Narendra Modi Is Developing a New Template for Authoritarian Control of the Internet

Narendra Modi’s government has launched a relentless clampdown in a bid to suppress its critics. As part of this drive, it is developing new tools to stifle free expression on the internet while extending the reach of online surveillance over India’s citizens.

INDIA-POLITICS-DIPLOMACY

Indian prime minister Narendra Modi in New Delhi, January 8, 2019.(Money Sharma / AFP via Getty Images)


It has been nine years since Narendra Modi’s Hindu nationalist Bharatiya Janata Party (BJP) came to power in India. During that time, Modi and his party have launched an escalating crackdown on their political opponents and media critics.

In March of this year, Rahul Gandhi, one of India’s most prominent opposition leaders, was convicted of defamation for a speech he had made attacking Modi in 2019. Defamation is a criminal offense in India, and Gandhi received a two-year prison sentence as well as being excluded from India’s parliament.

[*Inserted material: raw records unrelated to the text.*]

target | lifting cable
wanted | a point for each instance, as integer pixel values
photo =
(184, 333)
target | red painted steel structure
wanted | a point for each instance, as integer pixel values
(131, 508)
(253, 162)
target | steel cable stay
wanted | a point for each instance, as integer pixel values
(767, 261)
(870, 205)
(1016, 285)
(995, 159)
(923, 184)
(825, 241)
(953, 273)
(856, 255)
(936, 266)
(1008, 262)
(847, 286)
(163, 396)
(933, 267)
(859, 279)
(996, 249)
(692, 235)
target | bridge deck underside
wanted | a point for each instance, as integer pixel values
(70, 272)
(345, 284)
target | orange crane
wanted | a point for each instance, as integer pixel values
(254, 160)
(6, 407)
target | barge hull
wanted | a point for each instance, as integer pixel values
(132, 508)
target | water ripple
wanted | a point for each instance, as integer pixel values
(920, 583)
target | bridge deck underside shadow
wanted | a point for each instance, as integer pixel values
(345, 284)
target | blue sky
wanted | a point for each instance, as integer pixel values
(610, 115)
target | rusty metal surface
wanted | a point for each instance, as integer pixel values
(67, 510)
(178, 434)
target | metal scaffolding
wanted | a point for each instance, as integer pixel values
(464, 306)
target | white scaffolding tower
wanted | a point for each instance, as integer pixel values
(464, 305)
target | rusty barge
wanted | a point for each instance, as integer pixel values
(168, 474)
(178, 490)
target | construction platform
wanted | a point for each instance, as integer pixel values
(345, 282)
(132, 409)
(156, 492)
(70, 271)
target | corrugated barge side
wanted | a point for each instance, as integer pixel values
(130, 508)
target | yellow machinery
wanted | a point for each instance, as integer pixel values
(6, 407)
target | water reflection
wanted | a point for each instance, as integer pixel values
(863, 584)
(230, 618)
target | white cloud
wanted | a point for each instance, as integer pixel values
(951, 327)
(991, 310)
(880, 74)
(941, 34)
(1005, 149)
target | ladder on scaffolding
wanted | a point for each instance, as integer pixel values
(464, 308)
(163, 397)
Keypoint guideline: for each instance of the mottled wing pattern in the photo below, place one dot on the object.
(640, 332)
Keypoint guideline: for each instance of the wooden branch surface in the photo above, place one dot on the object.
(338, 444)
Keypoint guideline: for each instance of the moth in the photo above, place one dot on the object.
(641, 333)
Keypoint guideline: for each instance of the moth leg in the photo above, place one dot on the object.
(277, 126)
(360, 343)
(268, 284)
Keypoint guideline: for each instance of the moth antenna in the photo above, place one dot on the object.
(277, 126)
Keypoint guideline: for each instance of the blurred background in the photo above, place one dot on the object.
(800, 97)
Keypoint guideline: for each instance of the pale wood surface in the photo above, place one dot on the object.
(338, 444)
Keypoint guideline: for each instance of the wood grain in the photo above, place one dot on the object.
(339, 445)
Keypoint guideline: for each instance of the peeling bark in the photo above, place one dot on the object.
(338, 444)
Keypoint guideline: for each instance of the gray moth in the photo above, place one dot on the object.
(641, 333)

Many journalists have been jailed for reporting on issues that displeased Modi’s government. The Indian authorities have raided the offices of human rights organizations like Amnesty International and frozen their bank accounts, accusing them of money laundering. In February of this year, there were raids on the BBC’s local offices after the British channel broadcast a documentary that criticized Modi’s handling of the 2002 anti-Muslim violence in Gujarat when he was the state’s chief minister.